Tuesday: We cook in teams of three. I work with Bill, a soft-spoken psychologist from Atlanta, and Roy, a charming high-energy lawyer from Austin. We make chicken consomme. There’s an art to getting it perfectly clear. We come close ... but no cigar. After lunch we attend a wine lecture. Our presenter is the opposite of pretentious. “I will not,” he announces, “tell you with a straight face what you’re drinking has hints of blackberry, hibiscus and goat urine.”
Wednesday: Gazing at myself in the mirror this morning, dressed in my double-breasted chef’s jacket, I see a serious, professional-looking cook, someone who can wield a spoon with the best of ’em.
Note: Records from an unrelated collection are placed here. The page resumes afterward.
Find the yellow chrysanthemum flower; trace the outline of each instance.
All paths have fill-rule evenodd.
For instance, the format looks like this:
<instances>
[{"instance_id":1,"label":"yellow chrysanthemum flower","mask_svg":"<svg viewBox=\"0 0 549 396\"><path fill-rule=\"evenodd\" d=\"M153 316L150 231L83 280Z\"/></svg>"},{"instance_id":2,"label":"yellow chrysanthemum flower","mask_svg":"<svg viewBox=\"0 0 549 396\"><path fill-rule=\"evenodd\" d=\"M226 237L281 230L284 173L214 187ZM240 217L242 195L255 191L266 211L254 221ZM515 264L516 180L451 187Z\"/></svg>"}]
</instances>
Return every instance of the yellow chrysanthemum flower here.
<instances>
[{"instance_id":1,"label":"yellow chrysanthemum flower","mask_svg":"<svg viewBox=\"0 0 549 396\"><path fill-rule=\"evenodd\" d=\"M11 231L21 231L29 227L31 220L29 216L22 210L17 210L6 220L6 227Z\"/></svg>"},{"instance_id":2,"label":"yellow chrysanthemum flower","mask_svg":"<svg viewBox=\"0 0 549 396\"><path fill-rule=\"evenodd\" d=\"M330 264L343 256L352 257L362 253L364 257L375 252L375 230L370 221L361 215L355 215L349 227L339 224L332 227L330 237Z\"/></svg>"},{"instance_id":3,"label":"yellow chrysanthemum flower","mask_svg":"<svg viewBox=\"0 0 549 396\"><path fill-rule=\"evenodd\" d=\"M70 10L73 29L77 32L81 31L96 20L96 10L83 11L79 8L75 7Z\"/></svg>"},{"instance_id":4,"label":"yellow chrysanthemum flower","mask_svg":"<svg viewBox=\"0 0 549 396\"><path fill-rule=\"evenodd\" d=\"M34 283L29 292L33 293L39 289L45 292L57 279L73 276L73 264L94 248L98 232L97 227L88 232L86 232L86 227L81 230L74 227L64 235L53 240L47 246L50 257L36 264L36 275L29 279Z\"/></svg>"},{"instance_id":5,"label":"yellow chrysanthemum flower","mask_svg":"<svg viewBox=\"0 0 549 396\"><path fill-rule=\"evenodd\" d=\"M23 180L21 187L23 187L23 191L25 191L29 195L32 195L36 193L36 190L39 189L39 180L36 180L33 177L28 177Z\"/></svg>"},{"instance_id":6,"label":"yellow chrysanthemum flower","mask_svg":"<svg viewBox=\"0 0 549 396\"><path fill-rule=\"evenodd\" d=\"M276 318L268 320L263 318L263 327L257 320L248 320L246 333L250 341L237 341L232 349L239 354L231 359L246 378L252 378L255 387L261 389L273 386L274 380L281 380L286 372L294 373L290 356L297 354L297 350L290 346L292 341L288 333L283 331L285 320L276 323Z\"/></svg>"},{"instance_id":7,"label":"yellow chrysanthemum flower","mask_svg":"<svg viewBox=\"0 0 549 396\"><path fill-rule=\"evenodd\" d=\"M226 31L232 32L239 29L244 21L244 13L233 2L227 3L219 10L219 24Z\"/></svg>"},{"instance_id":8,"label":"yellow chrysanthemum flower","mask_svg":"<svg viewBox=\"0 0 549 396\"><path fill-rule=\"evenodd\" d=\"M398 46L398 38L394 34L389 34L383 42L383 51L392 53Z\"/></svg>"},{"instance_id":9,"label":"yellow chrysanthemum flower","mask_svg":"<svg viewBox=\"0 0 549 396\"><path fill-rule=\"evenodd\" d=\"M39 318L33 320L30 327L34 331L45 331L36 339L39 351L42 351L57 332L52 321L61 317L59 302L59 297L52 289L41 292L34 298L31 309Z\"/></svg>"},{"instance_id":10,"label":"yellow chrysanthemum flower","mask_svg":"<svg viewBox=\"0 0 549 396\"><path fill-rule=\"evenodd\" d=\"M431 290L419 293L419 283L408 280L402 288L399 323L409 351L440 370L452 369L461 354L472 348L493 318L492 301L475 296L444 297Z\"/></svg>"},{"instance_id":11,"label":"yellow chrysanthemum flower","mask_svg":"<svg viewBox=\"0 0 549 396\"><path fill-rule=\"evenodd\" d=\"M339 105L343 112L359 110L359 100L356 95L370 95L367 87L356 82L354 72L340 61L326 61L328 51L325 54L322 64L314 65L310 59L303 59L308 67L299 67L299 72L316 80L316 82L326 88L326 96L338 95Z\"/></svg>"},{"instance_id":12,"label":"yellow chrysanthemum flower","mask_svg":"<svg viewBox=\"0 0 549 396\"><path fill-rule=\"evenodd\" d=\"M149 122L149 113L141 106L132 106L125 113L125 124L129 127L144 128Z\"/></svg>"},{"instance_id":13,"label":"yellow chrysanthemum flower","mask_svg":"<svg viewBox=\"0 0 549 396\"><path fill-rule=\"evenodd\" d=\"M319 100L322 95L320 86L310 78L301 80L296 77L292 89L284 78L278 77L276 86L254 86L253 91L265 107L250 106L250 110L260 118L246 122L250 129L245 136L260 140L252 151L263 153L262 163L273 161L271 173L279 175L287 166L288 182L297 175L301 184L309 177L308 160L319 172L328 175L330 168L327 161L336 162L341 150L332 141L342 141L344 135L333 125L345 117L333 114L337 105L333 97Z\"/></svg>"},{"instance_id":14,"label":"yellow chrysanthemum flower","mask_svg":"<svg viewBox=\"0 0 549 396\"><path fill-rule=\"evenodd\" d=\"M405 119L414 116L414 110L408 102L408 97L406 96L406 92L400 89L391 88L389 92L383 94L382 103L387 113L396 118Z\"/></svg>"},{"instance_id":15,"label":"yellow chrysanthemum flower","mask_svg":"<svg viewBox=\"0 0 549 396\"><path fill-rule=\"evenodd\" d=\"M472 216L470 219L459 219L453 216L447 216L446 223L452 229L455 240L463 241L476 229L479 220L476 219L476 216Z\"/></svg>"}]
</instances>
This euphoric state is followed by a few really bad hours in the kitchen. I manage to not only burn my arm — an injury requiring a visit to the nurse — but also set a dish towel on fire. It is heartening to chat with fellow campers over drinks and find out that somebody else was the victim of a self-inflicted wound requiring medical attention, and another had her own encounter with a burning object.
Thursday: For Friday’s final project each team plans a multicourse meal for six using specified ingredients. Bill, Roy and I get quail and pork loin. We meet at 6:30 a.m. to finalize the menu. All intuitive cooks, we decide we’ll wing it, and break from the menu planning with only the vaguest idea of what we’ll do. Our production assignment for today is poached chicken with tarragon sauce. We get disappointing results, and our plate presentation doesn’t pass muster. Another team makes an incredible osso bucco and risotto.
Friday: The dreaded end-of-camp “test” turns out to be a few rounds of culinary “Jeopardy!,” with questions on the kitchen terms and techniques we learned this week. Competition is fierce and fun. Cooking is not. Things don’t go well for me and the guys. Over-confident, slightly disorganized and mistakenly having substituted a pork tenderloin for a meatier, fattier loin, we fail to create the wonderful meal we envisioned. As things begin to go wrong, I grow anxious, agitated and annoyed. Then it hits me: In the kitchen, results are important, but the real joy of cooking is in how you get there.